Jamras a remboursé seulement une partie des intérêts depuis 2013 et n’a même pas entamé le prêt en lui-même. Cette année, elle doit payer pas moins de 40.000 bahts d’intérêts, mais elle n’a pas d’argent. « J’espère obtenir une aide », dit-elle.

Les plus gros emprunteurs d’Asie

Les ménages thaïlandais sont parmi les plus gros emprunteurs d’Asie, et il leur est de plus en plus difficile de suivre le rythme des paiements. Leurs dettes totalisaient fin décembre 14.000 milliards de bahts, soit 89,3% du produit intérieur brut (PIB) – le ratio était de 78,1% en 2017. 

Il s’agit du taux d’endettement des ménages le plus élevé dans le royaume depuis que la banque centrale a commencé à en faire le suivi en 2003.

Or, un fort endettement constitue un risque pour la stabilité financière du pays et il restreint naturellement les dépenses de consommation, amenuisant les perspectives de reprise au sortir de la crise du coronavirus, laquelle aggrave encore davantage l’incapacité des gens à rembourser. Un vrai cercle infernal.

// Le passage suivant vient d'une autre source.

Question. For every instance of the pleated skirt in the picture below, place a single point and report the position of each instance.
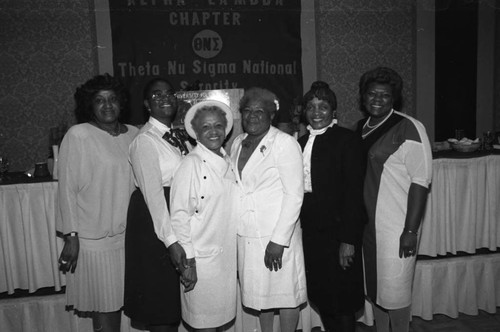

L’année dernière, l’économie thaïlandaise a enregistré sa plus forte contraction depuis la crise financière asiatique de la fin des années 90, les mesures sanitaires locales et internationales ayant provoqué une forte baisse des exportations et l’effondrement de l’activité touristique.

Le mois dernier, la banque centrale a réduit ses perspectives de croissance pour l’année de 3,2% à 3%, soulignant qu’il faudra attendre au moins la moitié de 2022 pour espérer retrouver le niveau d’avant le Covid.

« Même avant le Covid, notre dette par rapport au PIB était déjà la plus élevée au sein des marchés émergents », rappelle Yunyong Thaicharoen, économiste en chef à la Siam Commercial Bank.

« Elle se situe au-dessus d’un niveau qui a un impact considérable sur le PIB et les dépenses des ménages », souligne-t-il, ajoutant que le taux d’endettement pourrait culminer à 90-91% du PIB au premier trimestre.

Le gouvernement a promis de distribuer pour 1.000 milliards de bahts d’aides afin d’atténuer l’impact de l’épidémie, mais certains estiment que les subsides ne sont pas déployés assez rapidement pour permettre d’améliorer réellement la situation de nombreux Thaïlandais. L’année dernière, une femme avait avalé de la mort au rat devant le ministère des Finances pour protester contre la lenteur de la réponse gouvernementale. Elle a survécu et on lui a promis son versement quelques jours plus tard.

Prêteurs plutôt confiants

Outre la souffrance des familles empêtrées dans le piège du crédit, le fardeau croissant de la dette va certainement freiner la consommation privée, qui compte pour la moitié du PIB de la Thaïlande, et également nuire aux revenus des prêteurs eux-mêmes qui risquent de voir davantage de leurs débiteurs devenir insolvables.

L’octroi des prêts bancaires a ralenti l’année dernière avec la crise sanitaire, même s’il affiche toujours une croissance.

Les prêts à la consommation ont en effet augmenté de 4,6% en 2020, contre +7,5% en 2019, selon la banque centrale.

Néanmoins, les prêteurs comme Muangthai Capital restent optimistes, et visent une croissance annuelle des prêts de 20 à 25% au cours des quatre prochaines années.

« Le secteur a encore une grande marge de progression », affirme le directeur général adjoint Parithad Petampai, notant que les prêts de la société ont été multipliés par 10 par rapport à 2014, atteignant 70 milliards de bahts l’année dernière.

Pendant des années, la facilité de crédit pour les consommateurs et les entreprises a suscité de nombreux avertissements sur les dangers de l’augmentation de l’endettement des ménages en Thaïlande, et aujourd’hui la crise du Covid-19 pousse des millions de personnes au chômage.

Environ 4,7 millions de travailleurs risquent d’être affectés par la crise, avait annoncé la banque centrale en janvier.

Même une fois que l’économie se sera rétablie et que davantage d’emplois seront disponibles, le surendettement mettra beaucoup de temps à se résorber.

« Nous gagnerons peut-être davantage, mais vu que cela ira au service de la dette, il ne restera plus grand-chose à dépenser », estime Aree Onkloi, 22 ans, ouvrière de la province de Phitsanulok dont la famille doit près d’un million de bahts.

« Nous devrons continuer à emprunter et n’en sortirons jamais ».